Tuesday, December 1, 2015

Memori Tentang Pulosari

Kami sama-sama melihat rona merah langit Tumbu, pagi itu
Indah
Walau dilihat dari tempat yang berbeda dan raga yang terpisah
Kami tahu bahwa hati ini telah berlabuh
Pada senyum ramah masyarakat Tumbu
Pada sayup-sayup angin malam yang dinginnya menusuk tulang
Pada jalan bebatuan yang kami lewati setiap hari
Pada sapa serta tawa hangat anak-anak
Hari demi hari terlewati
Tumbu belum pernah menyisakan sendu
Kecuali, rasa rindu kepada rumah tentunya…

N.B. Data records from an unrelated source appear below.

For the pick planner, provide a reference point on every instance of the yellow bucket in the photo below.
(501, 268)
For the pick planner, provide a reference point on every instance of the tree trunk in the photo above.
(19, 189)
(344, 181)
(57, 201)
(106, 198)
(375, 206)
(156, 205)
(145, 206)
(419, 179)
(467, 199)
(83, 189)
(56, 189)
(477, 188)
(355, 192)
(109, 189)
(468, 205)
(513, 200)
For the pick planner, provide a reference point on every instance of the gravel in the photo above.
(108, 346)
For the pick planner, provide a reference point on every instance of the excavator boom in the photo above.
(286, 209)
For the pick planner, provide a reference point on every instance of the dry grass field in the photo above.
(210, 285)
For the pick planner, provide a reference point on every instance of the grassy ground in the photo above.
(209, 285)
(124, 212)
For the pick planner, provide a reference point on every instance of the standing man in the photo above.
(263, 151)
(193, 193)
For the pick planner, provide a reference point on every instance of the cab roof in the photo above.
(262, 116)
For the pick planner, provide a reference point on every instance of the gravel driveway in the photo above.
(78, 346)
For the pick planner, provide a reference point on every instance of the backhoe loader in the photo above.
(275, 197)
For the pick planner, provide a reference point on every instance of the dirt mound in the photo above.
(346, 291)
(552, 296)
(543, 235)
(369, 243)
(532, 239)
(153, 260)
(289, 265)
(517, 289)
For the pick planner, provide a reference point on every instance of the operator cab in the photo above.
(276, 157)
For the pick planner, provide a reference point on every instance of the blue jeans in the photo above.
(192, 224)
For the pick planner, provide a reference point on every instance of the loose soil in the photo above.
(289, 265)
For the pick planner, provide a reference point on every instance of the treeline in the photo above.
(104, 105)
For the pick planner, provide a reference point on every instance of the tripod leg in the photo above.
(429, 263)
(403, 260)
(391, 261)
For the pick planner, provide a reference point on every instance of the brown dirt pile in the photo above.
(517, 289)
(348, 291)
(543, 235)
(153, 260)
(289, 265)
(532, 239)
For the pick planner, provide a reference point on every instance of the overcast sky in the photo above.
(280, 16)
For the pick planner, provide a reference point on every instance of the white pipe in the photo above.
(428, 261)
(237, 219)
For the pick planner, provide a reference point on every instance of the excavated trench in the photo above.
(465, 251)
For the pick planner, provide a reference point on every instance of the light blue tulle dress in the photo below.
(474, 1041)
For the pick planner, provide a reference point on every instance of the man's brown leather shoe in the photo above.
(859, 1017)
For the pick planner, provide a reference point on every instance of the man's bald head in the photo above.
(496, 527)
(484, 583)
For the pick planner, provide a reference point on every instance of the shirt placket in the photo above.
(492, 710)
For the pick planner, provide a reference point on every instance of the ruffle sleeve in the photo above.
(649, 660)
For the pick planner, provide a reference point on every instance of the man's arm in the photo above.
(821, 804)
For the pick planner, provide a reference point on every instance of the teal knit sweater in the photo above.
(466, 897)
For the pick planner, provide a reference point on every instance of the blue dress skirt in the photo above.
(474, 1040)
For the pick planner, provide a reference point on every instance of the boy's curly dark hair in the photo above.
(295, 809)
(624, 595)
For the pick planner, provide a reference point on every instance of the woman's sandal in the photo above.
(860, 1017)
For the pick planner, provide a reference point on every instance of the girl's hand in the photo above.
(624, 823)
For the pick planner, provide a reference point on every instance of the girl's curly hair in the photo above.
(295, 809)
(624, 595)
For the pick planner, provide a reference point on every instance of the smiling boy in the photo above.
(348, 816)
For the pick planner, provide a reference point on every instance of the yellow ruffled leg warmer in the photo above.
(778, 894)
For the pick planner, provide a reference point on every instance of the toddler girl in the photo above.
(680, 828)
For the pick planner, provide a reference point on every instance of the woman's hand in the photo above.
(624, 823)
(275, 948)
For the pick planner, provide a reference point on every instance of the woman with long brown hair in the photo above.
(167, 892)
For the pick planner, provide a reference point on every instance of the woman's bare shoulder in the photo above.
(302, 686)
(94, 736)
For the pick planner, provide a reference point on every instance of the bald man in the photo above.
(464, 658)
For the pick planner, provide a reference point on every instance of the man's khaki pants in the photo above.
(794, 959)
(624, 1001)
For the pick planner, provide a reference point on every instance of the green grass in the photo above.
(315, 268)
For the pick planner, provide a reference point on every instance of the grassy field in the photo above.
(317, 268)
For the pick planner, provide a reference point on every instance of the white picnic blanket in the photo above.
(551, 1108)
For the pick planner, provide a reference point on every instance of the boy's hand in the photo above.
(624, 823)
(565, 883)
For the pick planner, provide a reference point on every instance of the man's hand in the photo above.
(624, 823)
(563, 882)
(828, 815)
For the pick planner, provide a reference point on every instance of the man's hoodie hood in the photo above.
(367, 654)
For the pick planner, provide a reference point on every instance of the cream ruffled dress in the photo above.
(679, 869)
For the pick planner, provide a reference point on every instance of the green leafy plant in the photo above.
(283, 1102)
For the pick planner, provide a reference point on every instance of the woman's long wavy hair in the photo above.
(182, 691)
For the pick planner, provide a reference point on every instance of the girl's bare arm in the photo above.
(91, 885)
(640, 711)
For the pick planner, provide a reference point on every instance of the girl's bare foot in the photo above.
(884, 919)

Namun Tumbu selalu menawarkan rumah kedua
Bagi kami yang ikhlas mengabdi
Pulosari, 21 juli 2015
Aku ingat betul. Saat pertama kali mengenal Desa Pulosari sebagai salah satu lokasi Kuliah Kerja Nyata (KKN). Malam itu, aku menginap di rumah seorang teman kuliah yang kukenal sejak lama. Kami bercerita sepanjang malam tentang KKN. Ia menunjukkan sebuah proposal KKN tahun sebelumnya di Desa Pulosari. Aku melihat sekilas dan bergumam, “ah, ada kebun teh. Sepertinya menarik”. Ya, aku sangat ingin ke kebun teh.

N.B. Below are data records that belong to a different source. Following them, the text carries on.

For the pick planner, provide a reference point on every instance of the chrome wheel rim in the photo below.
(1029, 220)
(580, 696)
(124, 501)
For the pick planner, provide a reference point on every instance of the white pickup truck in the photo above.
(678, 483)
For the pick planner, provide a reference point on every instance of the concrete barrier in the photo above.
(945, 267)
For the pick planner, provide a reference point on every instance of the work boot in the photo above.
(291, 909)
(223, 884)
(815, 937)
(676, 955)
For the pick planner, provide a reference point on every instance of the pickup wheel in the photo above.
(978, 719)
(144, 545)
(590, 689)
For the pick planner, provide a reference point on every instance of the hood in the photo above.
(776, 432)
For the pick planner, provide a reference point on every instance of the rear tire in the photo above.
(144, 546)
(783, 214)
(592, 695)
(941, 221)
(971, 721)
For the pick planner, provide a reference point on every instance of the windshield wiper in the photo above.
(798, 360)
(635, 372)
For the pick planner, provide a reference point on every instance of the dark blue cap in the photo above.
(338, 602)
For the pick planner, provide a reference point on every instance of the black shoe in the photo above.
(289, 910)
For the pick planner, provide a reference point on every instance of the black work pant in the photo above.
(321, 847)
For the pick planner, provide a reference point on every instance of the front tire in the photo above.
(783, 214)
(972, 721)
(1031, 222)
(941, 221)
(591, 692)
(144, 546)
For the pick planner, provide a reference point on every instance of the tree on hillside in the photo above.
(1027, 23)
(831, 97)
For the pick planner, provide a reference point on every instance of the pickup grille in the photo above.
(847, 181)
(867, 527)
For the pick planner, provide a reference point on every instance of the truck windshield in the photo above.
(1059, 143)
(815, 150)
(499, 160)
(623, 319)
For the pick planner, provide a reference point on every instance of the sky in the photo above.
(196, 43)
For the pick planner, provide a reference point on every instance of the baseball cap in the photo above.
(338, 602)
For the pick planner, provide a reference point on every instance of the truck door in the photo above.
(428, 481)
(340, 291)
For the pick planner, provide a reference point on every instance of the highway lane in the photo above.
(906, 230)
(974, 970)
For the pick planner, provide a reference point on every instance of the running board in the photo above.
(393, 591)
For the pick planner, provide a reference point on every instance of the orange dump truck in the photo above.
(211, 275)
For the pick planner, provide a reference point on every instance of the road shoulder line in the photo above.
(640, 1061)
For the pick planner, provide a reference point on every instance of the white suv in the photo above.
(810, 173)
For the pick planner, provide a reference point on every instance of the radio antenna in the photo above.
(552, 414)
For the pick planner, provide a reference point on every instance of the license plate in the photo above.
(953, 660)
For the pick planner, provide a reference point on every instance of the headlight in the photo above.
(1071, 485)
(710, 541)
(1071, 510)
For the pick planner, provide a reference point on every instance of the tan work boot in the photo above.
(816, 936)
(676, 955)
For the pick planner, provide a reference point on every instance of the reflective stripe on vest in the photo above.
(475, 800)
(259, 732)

Waktu terus berjalan hingga takdir membawaku untuk tinggal di Desa Pulosari selama dua bulan untuk mengabdi. Pagi tanggal 2 Juli 2014, setelah menempuh perjalanan panjang, rombongan KKN kami tiba di depan kantor kecamatan Desa Pulosari. Udara pagi itu yang sangat dingin. Saking dinginnya gigiku menggertak dan tubuhku menggigil tetapi aku tidak peduli. Rasanya sangat bersemangat untuk memulai cerita di sebuah desa yang aku kunjungi untuk pertama kalinya.

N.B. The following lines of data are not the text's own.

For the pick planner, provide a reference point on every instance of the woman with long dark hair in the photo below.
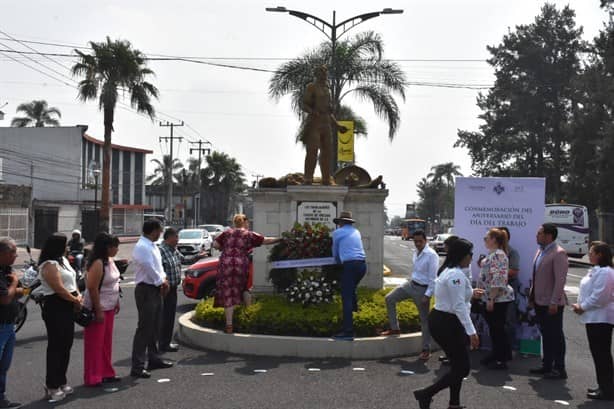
(498, 296)
(596, 310)
(61, 300)
(450, 324)
(102, 296)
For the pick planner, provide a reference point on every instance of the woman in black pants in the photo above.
(596, 310)
(450, 324)
(498, 296)
(61, 299)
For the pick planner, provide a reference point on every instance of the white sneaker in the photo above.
(54, 395)
(68, 390)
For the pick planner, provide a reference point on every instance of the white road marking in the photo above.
(572, 290)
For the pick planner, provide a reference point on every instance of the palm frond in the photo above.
(384, 105)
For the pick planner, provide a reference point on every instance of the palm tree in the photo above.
(113, 66)
(445, 172)
(166, 172)
(222, 181)
(359, 70)
(38, 114)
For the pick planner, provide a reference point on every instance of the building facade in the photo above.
(58, 164)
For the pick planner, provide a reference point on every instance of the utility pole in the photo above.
(257, 176)
(169, 207)
(200, 150)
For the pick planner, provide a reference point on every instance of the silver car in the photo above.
(192, 242)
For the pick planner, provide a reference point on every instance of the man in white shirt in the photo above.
(151, 286)
(419, 287)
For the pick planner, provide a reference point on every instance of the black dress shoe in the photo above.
(170, 348)
(424, 401)
(556, 374)
(487, 360)
(539, 371)
(140, 373)
(161, 364)
(599, 395)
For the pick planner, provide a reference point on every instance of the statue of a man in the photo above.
(318, 130)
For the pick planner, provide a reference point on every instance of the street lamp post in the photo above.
(96, 174)
(335, 31)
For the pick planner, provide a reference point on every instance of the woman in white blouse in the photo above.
(450, 324)
(61, 300)
(498, 296)
(596, 309)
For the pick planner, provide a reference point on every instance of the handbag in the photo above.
(85, 316)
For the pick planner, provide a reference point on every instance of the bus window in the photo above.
(572, 224)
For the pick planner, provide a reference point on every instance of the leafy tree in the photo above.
(359, 70)
(527, 112)
(166, 171)
(111, 67)
(38, 114)
(222, 182)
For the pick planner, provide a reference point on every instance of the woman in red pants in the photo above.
(101, 295)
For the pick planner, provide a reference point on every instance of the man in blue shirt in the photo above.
(348, 250)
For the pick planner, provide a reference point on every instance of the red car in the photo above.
(199, 281)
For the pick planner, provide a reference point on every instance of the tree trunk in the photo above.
(106, 171)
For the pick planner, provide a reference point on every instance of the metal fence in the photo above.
(14, 223)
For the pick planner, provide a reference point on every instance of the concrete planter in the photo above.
(300, 347)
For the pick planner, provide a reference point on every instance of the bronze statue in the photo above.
(318, 131)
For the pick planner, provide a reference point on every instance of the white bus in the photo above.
(572, 223)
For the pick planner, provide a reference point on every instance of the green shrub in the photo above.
(274, 315)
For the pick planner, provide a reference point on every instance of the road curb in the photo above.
(300, 347)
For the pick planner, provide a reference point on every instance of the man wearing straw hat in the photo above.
(348, 250)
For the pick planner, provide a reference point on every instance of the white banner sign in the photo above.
(304, 262)
(516, 203)
(317, 212)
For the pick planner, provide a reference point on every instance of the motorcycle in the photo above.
(29, 282)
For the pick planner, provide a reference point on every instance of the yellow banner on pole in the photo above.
(345, 142)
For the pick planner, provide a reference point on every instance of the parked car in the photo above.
(199, 278)
(192, 242)
(437, 243)
(213, 229)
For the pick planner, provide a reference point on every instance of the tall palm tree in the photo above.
(166, 172)
(38, 114)
(445, 172)
(359, 71)
(113, 66)
(222, 181)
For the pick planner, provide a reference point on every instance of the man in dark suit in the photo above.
(548, 298)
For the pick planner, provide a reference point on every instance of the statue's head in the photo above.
(320, 72)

Aku dan tujuh teman yang lain, Desi, Diah Astuti, Indri, Pandji, Risang, Mbak Alfonsa dan Farkhan bertugas di Dusun Tumbu. Dusun tersebut terletak tepat di kaki Gunung Slamet. Kami tinggal di sebuah rumah yang cukup besar di RT 39, rumah tersebut ditempati oleh sebuah keluarga yang ramah. Bapak Muin, Ibu Fareha, Burhan dan Aji, mereka lah keluarga kami selama disana.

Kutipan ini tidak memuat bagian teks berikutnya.